Булат Окуджава. Просто знать и с этим жить — страница 37 из 40

Добраться сюда оказалось непросто — 39-й троллейбус на тот момент уже сняли с маршрута (он действительно оказался «последним»), а сам Арбат перерыли, потому и пришлось прыгать через развороченные словно взрывом куски асфальта, поваленные фонарные столбы да вывернутые из земли обломки бордюрных камней.

Реконструкция Арбата и превращение его в пешеходную улицу шли полным ходом.

Пока дошел до подворотни, которую до мельчайших подробностей помнил еще со времен детства, проклял все на свете.

Впрочем, здесь грохот отбойных молотков и рев компрессоров как бы и стих, стал глуше, перекатываясь под закопченными сводами с облупившейся штукатуркой и обрывками электропроводки.

Да, именно тут прятались от дождя когда-то, тут курили после школы. Что еще?

Человек замер в этой прохладной гулкой тишине, подыскивая ответ на вопрос.

Ему показалось, что он слышит неразборчивый хор голосов одноклассников, отдельные их фразы, словах, смех.

Ну, еще в этой подворотне целовались с девочками, само собой, а также пили принесенное с Дорогомилова заезжими гастролерами кислое вино, после которого потом тошнило и болела голова.

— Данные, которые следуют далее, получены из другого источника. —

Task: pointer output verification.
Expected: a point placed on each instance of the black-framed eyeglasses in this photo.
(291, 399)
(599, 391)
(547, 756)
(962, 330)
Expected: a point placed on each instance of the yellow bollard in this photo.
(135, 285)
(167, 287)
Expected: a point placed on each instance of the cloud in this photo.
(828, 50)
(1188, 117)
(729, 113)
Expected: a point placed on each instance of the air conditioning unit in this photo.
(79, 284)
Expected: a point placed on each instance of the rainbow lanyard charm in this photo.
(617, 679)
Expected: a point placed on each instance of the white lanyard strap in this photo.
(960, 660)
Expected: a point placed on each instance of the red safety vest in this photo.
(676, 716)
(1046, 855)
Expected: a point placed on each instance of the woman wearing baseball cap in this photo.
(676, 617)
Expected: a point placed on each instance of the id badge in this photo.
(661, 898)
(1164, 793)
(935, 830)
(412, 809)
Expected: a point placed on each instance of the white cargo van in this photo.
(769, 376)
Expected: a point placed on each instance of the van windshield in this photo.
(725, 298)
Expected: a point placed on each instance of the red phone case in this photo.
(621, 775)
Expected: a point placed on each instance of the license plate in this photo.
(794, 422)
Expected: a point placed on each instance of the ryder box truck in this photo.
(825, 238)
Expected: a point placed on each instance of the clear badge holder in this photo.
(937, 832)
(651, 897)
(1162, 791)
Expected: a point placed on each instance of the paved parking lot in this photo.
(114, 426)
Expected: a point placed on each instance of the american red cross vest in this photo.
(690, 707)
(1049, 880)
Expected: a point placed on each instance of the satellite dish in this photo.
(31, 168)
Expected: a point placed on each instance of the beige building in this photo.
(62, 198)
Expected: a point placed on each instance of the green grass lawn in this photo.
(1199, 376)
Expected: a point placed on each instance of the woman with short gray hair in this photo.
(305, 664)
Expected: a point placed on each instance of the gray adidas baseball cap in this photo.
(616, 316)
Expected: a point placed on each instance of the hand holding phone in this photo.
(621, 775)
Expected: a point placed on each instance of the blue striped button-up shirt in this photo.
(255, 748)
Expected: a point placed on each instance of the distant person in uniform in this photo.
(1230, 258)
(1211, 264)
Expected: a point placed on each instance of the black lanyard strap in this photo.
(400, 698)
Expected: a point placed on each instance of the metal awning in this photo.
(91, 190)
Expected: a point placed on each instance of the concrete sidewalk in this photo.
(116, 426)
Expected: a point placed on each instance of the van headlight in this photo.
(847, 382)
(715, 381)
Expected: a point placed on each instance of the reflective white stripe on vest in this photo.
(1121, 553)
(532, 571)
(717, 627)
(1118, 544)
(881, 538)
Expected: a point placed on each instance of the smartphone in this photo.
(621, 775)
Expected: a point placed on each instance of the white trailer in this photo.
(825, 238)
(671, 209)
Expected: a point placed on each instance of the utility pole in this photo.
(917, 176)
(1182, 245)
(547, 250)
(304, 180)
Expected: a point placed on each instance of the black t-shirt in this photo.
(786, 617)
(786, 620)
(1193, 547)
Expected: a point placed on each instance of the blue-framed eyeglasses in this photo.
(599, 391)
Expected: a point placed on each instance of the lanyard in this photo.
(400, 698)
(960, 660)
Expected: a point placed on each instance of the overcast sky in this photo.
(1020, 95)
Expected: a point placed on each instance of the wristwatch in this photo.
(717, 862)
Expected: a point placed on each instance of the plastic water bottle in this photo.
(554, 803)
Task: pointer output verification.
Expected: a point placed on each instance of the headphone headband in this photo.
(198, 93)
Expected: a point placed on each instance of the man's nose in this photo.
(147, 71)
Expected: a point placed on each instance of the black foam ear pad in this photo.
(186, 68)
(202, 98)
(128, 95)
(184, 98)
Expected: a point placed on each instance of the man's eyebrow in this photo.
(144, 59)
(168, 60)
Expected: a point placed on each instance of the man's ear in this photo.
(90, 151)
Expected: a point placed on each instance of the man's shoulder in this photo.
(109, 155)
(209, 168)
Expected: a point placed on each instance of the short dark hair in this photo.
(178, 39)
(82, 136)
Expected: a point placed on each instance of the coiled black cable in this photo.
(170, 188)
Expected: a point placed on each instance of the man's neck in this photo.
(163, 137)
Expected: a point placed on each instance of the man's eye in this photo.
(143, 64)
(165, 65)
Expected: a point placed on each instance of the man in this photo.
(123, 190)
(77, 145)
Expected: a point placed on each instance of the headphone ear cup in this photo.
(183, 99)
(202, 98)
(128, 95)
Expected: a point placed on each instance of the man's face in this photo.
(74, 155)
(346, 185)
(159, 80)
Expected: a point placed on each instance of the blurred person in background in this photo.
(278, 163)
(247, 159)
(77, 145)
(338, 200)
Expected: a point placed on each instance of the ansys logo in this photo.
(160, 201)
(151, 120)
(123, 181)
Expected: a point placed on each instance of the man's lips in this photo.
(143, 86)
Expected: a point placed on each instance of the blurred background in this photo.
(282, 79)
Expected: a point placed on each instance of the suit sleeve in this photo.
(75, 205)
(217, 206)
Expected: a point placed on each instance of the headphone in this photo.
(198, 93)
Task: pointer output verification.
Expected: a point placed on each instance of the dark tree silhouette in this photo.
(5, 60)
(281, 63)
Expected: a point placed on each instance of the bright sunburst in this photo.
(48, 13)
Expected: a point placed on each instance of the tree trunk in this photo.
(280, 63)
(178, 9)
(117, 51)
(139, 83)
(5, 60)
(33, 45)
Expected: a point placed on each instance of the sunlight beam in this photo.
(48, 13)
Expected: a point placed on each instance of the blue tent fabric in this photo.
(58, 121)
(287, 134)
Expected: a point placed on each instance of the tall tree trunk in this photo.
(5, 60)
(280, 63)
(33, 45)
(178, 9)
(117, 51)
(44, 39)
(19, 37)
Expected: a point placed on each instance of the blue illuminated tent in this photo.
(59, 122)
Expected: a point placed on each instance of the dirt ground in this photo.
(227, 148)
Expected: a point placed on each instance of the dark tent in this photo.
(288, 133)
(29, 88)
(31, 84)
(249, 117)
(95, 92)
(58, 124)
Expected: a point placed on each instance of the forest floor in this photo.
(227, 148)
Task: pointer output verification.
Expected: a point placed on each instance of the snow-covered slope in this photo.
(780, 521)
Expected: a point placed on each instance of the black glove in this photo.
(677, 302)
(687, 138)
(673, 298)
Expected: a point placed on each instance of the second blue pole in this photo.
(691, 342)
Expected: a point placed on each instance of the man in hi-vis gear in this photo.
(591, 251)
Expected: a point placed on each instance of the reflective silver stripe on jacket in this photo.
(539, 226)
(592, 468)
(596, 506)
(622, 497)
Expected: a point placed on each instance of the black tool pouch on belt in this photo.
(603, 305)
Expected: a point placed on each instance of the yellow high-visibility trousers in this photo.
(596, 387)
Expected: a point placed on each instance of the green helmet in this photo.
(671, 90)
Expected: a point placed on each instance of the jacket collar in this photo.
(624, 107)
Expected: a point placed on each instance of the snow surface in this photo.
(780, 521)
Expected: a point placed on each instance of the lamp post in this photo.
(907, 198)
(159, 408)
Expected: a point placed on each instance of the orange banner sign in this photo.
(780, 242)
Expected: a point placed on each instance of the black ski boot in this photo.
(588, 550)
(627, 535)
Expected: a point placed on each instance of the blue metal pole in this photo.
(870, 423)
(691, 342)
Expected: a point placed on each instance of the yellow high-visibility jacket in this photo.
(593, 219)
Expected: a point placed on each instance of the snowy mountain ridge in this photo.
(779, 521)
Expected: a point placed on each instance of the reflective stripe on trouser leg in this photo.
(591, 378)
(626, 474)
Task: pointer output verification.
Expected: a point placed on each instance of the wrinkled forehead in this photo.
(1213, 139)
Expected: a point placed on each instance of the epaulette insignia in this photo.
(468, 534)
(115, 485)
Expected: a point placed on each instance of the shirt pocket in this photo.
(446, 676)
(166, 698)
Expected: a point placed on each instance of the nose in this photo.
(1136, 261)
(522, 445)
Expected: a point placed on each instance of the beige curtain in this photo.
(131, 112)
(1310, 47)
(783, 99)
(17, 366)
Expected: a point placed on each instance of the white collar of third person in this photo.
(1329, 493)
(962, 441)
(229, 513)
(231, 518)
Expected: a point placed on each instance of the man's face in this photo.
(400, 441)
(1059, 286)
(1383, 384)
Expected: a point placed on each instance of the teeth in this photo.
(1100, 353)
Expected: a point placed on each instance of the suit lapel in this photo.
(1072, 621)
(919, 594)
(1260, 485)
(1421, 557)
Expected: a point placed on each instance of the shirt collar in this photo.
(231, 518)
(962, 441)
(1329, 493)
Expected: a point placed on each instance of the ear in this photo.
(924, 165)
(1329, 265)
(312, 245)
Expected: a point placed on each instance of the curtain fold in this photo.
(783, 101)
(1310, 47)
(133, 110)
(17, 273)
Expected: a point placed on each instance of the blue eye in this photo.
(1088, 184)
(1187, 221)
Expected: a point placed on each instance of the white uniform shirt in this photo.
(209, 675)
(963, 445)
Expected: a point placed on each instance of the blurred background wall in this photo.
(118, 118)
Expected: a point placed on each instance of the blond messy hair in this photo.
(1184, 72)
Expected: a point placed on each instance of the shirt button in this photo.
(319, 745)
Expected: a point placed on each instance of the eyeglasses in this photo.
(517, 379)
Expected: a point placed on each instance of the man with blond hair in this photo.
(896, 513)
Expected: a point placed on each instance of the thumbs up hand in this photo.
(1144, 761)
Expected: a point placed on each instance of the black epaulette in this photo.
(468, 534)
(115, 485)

Человек наконец вошел во двор, остановился в створе подворотни и закурил.

А ведь в детстве этот двор казался ему таким огромным, вмещавшим весь Арбат и его окрестности: здесь играли в пристенок на деньги и футбол, сушили белье и выбивали ковры, орали «рыба!», ругались, дрались и плакали.

Теперь же все сжалось до небольшой вытоптанной площадки, детских покосившихся качелей и скамейки под деревом, которое, кажется, здесь было всегда. В том смысле, что всегда было таким огромным, ветвистым, или просто ему было сто или даже двести лет, и оно помнило пожар Москвы и французов.

Человек сел на скамейку и достал из внутреннего кармана куртки блокнот.

Уже давно он задумал написать историческое сочинение о войне 1812 года, набрасывал отрывки, главы, но текст не складывался. Сначала не мог понять почему, а потом вдруг осознал — просто никак не мог найти интонацию повествования, состояние, ноту, которая бы звучала постоянно и пронизывала бы весь текст, ту ноту, из которой бы рождались сюжетные ходы и коллизии, персонажи и языковые решения. Иначе говоря, речь шла о создании своеобразного музыкального произведения, которое, по законам композиции, должно было состоять из Пролога, Интродукции, Коды и торжественной части, имеющей весьма ко многому обязывающее название Маэстрозо.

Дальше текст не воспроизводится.